This week, under the leadership of Belgium, the Netherlands, Sweden, and Denmark, representatives from 50-plus countries gathered in Brussels for the “She Decides” conference, raising about $190 million in pledges to support women’s reproductive and sexual health and rights around the world. This is great news, and an encouraging first step toward plugging the looming hole in global family planning financing (more on that later). But for those of us concerned about the implications of US policy change on global reproductive health, the relatively small absolute scale of the pledges (despite the wonderful generosity of the pledging countries given their size)—and the fact that some leading donors did not step up with additional funds—highlights the challenge of substituting for US financial and political leadership.
First, some background: the US has historically been (by far) the largest family planning donor, contributing about $638 million in 2015—just under half of all bilateral funding. The She Decides event follows the Trump administration’s recent reinstatement of the Mexico City Policy, also known as the “global gag rule,” which prevents the US from funding international family planning organizations that “perform or actively promote abortion as a method of family planning,” even with non-US funds. The (counterproductive) policy means that family planning giants like Marie Stopes International and the International Planned Parenthood Federation will once again get cut off from US funds. Bigger picture: it’s still unclear what percent total US family planning allocation will be affected by the new policy, but it may be significant—and the reallocation of funds away from organizations with longstanding programs and existing clientele and infrastructure will undoubtable be disruptive. Adding to the gloom and doom are recent reports that the Trump administration may request steep cuts to foreign aid. Some senators on both sides of the aisle are pushing back, but we can reasonably expect the family planning allocation to come under scrutiny—an issue I highlighted in December.
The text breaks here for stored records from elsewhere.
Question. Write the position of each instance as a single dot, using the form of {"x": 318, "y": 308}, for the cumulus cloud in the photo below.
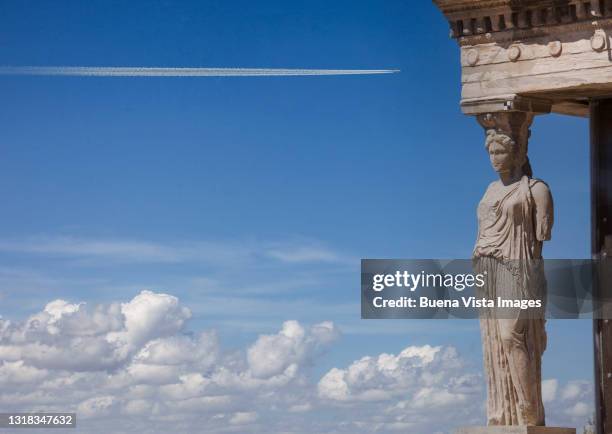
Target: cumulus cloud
{"x": 137, "y": 362}
{"x": 134, "y": 366}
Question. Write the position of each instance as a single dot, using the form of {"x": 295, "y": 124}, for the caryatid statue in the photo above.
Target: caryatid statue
{"x": 515, "y": 216}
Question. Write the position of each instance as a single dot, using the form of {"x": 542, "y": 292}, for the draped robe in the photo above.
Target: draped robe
{"x": 508, "y": 249}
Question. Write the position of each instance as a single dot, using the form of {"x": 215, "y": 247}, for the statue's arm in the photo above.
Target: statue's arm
{"x": 544, "y": 212}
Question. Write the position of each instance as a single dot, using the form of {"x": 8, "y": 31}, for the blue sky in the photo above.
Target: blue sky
{"x": 253, "y": 199}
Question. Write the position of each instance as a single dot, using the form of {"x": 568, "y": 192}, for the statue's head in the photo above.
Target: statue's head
{"x": 507, "y": 135}
{"x": 506, "y": 154}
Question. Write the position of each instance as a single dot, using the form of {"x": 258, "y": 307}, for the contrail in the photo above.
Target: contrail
{"x": 94, "y": 71}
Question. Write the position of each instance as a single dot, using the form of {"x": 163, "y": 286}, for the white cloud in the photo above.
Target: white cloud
{"x": 133, "y": 366}
{"x": 549, "y": 390}
{"x": 273, "y": 354}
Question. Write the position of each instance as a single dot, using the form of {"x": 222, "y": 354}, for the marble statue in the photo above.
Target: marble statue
{"x": 515, "y": 216}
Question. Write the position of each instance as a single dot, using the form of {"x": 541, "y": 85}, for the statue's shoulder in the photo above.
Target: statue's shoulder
{"x": 539, "y": 188}
{"x": 492, "y": 184}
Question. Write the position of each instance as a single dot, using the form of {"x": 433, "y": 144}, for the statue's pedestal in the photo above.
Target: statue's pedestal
{"x": 514, "y": 430}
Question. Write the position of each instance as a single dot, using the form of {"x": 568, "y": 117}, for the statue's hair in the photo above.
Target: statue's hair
{"x": 519, "y": 150}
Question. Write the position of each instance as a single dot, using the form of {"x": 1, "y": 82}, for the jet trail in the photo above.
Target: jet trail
{"x": 94, "y": 71}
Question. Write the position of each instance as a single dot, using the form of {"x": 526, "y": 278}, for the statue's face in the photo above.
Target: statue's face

In January, within this climate, Dutch Minister for foreign Trade and Development Cooperation Lilianne Ploumen launched She Decides, a new initiative to “increase financial as well as political support for sexual health and family planning worldwide and mitigate the impact of decreased US funding to family planning.” The initiative attracted quick support from a number of European countries, and a pledging conference was organized for March 2. And that brings us to today’s pledge-a-palooza, attracting $190 million in (seemingly new?) money, including $21 million each from Sweden, Canada, and Finland; $20 million from the Bill & Melinda Gates Foundation; $10 million from founder of the Children’s Investment Fund Foundation Sir Chris Hohn; $10 million each (in already promised funds) from Belgium, Denmark, the Netherlands, and Norway, and $50 million from a private and anonymous American donor. Notably missing from the tally (despite their attendance at the conference) were Australia and the United Kingdom, which both declined to commit new money. (The United Kingdom did highlight its existing £200 million budget per year; it will also be hosting a summit this July to “secure extra funding for family planning.”)
Again: any new money is great, and badly needed—and She Decides has clearly stated its intent to “mitigate,” not reverse, the impact of US funding cuts. Nonetheless, we cannot ignore that so far, the absolute scale of commitments is but a small fraction of the US contribution (an issue that She Decides leaders acknowledged). Best I can tell, the $190 million in new commitments is a cumulative, not annual number; if 37 percent cuts to foreign aid are implemented, as has been reported, the new commitments would not even make up the gap for one year. (Of course, the cuts to family planning specifically could be even higher). This means that the family planning community, including the new pledging countries, will need to make its money go even further (see our recent report for some concrete suggestions on how). Given its size and stature, US leadership here has been absolutely essential. We may all soon be forced to come to terms with just how essential.
Getting recipient countries to invest their own funds in family planning—an essential women’s health service—needs to be top of the agenda. As I’ve previously discussed, the current situation clearly illustrates the dangers of donor dependency when women’s lives hang in the balance, and especially when one country accounts for such a big portion of total support. Donors can help mitigate the risk from the current situation, and possible policy changes in the future, by helping incentivize countries to fund these services from their own domestic budgets.
All this to say: three cheers to the pledging countries, and to the She Decides leaders for their quick and bold mobilization. But let’s temper our celebration with some realism—there’s much more still to do.
This blog has been updated to more thoroughly account for all pledges and contributions.